Implications of the Changes of Family Styles

According to Mandelbaum (1970), the Indian family even in India has traditionally been flexible enough to adapt to changing social and economic conditions. Indo-Trinidadians, like many immigrant groups elsewhere, entered Trinidad with their own distinctive language,behaviour, beliefs and, at least initially, the social and legal restrictions placed on them were severe. But with the abolition of the indenture system, and the accelerations of economic and political changes in the wake of the Second World War, the last vestiges of official discrimination in Trinidad disappeared. Universal adult suffrage and the demise of the colonial era thrust Indo-Trinidadians into the political arena, and though this nearly gave rise to a "race war", it signalled Indo-Trinidadian social and political integration to the wider society on a massive scale (Ryan 1972).

Through formal education and occupational change, many Indo-Trinidadians are presently achieving clear and unambiguous gains in social and economic mobility.
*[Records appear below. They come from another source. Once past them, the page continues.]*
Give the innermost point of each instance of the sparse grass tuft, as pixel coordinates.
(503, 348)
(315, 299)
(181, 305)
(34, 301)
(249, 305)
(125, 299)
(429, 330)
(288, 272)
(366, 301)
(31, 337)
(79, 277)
The post-indenture period and its attendant social, economic, and political developments brought with it some radical transformations in Trinidadian society that impacted strongly on the social structure of the Indo-Trinidadian family. Rapid industrialization, widespread urbanization, and the internalization of creole values have all contributed to the demise of the early indenture family form in Trinidad. The predominant familial structure in Trinidad today is the nuclear family system. Changes in income structures and the rise of a significant Indo-Trinidadian middle class may be responsible for the prevalence of nuclear families in the Indo-Trinidadian community. The value system of the nuclear family form is different from the extended family. Whereas the former is based on individual autonomy, the latter is based on collective principles of organization. The rise of nuclear families, therefore, has implications for changes in family lifestyles, values, and aspirations.

Equally important, too, is the impact that American culture has had on Indo-Trinidadian culture. The oil boom of the 1970s brought with it prosperity and a high degree of materialism - one that is similar to the North American patterns of consumption. The wide scale acceptance of western material values as a result of "modernization", coupled with the highly creolized orientation of the Indo-Trinidadian, have resulted in the growing acceptance of western values and attitudes toward the family, marriage, and divorce.

Conclusion

The new indentured Indian immigrant to Trinidad was culturally and psychologically estranged, and the ways of India gave way to more practical considerations. In Trinidad, several distinct differences from the "Mother Country" (i.e. India) has emerged. The indentured Indians left India with an ideal family structure based upon the extended/joint family system. Under the pressures of plantation life, many aspects of this traditional family system, such as arranged marriages, caste arrangements related to marriage, and the paternal dominance, could not be replicated.

Scholars like Klass (1961) and Niehoff and Niehoff (1960), who have looked at the position of Indians in the Caribbean diaspora, either from the perspective of compartmentalized cultures and sub-societies, or from the viewpoint of cultural conservatism, have unfortunately imposed a timeless artificiality in their analyses of the Indo-Trinidadian family. Aspects of traditional Indian culture in overseas communities have undergone significant changes due to structural, political, and cultural factors. Thus, arranged marriages, caste endogamy, attitudes toward divorce, and familial structures have all been fundamentally transformed resulting in the establishment of a reconstructed family system very similar to the Western model.

Therefore, to view the Indo-Trinidadian family as a collection of quaint customs lovingly preserved for over one hundred and fifty years, is a sentimental distortion of the current situation. The contemporary Indo-Trinidadian family is in no way similar to the Indo-Trinidadian family of the mid-nineteenth century. As an institution, it has changed over time to meet the needs of life in Trinidad.